Frighteningly, while he’s punching in my S.I.N. and name, the screw admits, “I Googled you. I read your articles in NOW. You sound like such a cool guy. Why aren’t you paying back your loans?”

Ex-students have different reasons for not doing the payback. Some are unemployed, others are pissed off, and some, like me, are on a disability pension and have medical bills that throw our incomes into the hole every month. According to Ministry of Education documents, OSAP loan recipients are defaulting at an overall rate of 13.5 per cent. And the report bemoans that “this is unacceptably high.” Private career colleges are pulling the number upward with a whooping 22 per cent of their loan recipients going belly up, while university debtors bring the digit down with their 9.8 per cent default rate. Colleges are smack dab in the middle with 17.8 per cent.

Of the big three T-dot schools, York has the highest default rate, 9.4 per cent. U of T (5.5 per cent) beats Ryerson (5.7 per cent) by a slim margin.

The McGuinty Liberals’ 2003 education platform states, “The more you learn, the more you earn. And the more you learn, the more productive Ontario becomes.” Sadly, with massive education debt, all this bonus productivity goes directly to the banks.

But despite the punishments, student loan deadbeats can inflict some serious hurt to the loan system simply by standing up and refusing to pay. About $1 billion is owed to the feds and the province in post-secondary student loans. A debtors’ prison riot could force the government to better consider the demands of young poor people or grads who have become destitute because of education. A college grad averages $12,360 and university grad $21,350 in debt.

Busting the financial backbone of the loan system is a hellish assignment, but it’s time to refuse to pay the piper. As in any good revolt, the number of revolutionaries needs to greatly outnumber the screws to gum up the system.

The Rae report cites many different international studies, but here’s one item that wasn’t mentioned. Owing $7 billion to the government, New Zealand students have begun walking out on their loans, going so far as to flee the country! “This massive student debt is threatening our society and economy. We have workforce shortages in health and education, and graduates are leaving New Zealand because of their student loans,” Fleur Fitzsimons, New Zealand University Students’ Association co-president, told the press.

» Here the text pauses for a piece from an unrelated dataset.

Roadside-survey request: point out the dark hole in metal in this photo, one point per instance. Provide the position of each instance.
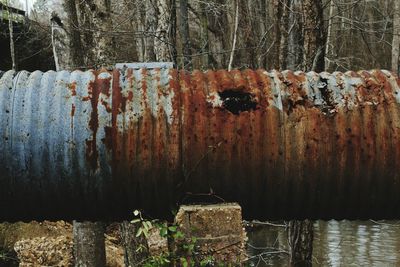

While a conclusion hasn’t been reached, Rae, who’ill report back in time for the January 2005 provincial budget, is looking to “establish an appropriate sharing of costs of post-secondary education among government, student and private sector.”

That promise-breaker premier pledged his Libs would bring Ontario to the national average by pumping in $850 million annually into Ontario’s post-secondary system. Students are going to be lent greater sums of coin to pay for spiralling uncapped tuition rates.

Like a deal with the Devil, the gains of today are swallowed up by the hellfire of tomorrow.